A Mafalda, o menino, e a sopa

Estava pensando nisso. O quino e a sopa. Nunca fui muito de ler Mafalda. Quer dizer, sempre acabava trombando com uma tirinha e outra nas provas de português, história, artes, e por aí vai, junto das de Calvin e Haroldo, Níquel Náusea, Hagar, mas nunca fui atrás de saber a fundo. Descobri esses dias que o desapreço de Mafalda por sopa, não é só porque ela que nem eu, aderiu ao movimento “Sopa não é janta”. Nem por ser uma criança com seletividade alimentar, não. Para a Mafalda, para Quino, o cartunista, a sopa era a ditadura. E agora parece que a sopa ainda vai ser intragável para os Hermanos, pelos próximos quatro anos, no mínimo.

Curiosamente ou não, no Brasil, a sopa também foi o símbolo do regime. Não o da dieta, com aquelas sopas fitness de legumes, nem a sopa de pedra do Mazzaropi, mas o regime militar. A ditadura.

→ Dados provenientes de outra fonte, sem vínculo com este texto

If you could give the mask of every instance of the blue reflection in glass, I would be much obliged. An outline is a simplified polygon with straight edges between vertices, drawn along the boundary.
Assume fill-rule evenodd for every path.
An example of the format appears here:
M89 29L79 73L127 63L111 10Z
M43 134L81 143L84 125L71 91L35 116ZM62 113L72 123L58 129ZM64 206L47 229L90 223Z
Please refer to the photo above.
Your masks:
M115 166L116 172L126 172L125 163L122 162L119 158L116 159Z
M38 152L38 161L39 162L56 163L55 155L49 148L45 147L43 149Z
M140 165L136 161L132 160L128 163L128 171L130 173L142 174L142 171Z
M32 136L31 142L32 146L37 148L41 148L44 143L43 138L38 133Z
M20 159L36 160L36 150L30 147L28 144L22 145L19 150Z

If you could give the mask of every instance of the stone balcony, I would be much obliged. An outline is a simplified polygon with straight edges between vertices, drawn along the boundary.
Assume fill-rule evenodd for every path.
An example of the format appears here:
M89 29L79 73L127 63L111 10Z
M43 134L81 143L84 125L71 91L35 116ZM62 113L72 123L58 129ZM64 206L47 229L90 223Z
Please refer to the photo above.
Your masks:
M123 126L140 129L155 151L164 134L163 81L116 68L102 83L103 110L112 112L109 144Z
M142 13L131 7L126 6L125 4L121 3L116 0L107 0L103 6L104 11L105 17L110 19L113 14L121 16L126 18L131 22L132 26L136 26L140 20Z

Em “A mosca” de Raul Seixas, (Não confundir com aquele bizarrão escatológico, filme do cronenberg, "A mosca", nem com o episodio de Breaking Bad.) na música de Raul, a sopa é também o sistema, o poder, e nós somos a mosquinha.

Quando eu era mais novinho, subi no palco e cantei essa pra uma multidão, uma plateia. (Já posso dizer que fui rockstar? ) Pai subiu comigo todo orgulhoso, dei um abraço na banda, e acabei cantando no tributo a Raul, com a Banda Moby Dick. Tá, posso ter errado um pouco a letra, ter repetido o refrão algumas vezes mais que necessário, mas valeu.

Mas voltando a Mafalda…

Tem uma tirinha que é tipo assim: Mafalda chega e vê sua mãe recortando um jornal.

Mafalda: O que você está recortando do jornal, Mamãe?

Mãe: Uma receita

Mafalda: De coisa gostosa?

Mãe: Sopa de peixe!

(Mafalda olha em silêncio pro jornal como quem vê um inimigo e brada fazendo um bocão)

Mafalda: ABAIXO A LIBERDADE DE IMPRENSA!

Clico num vídeo do youtube, quem fala é Paola, a lindíssima, Argentiníssima, elegantíssima, brabíssima, e todos os outros superlativos que você pensar, Paola Carosella. Ela ensina uma “Potage bone femme” , ou no meu francês capenga…

Uma sopa de batatas.

(Tive um professor de francês uma vez, Euclides, um senhorzinho muito simpático. Segundo ele, descobriu que falava francês quando já adolescente/adulto. Isso mesmo, descobriu.)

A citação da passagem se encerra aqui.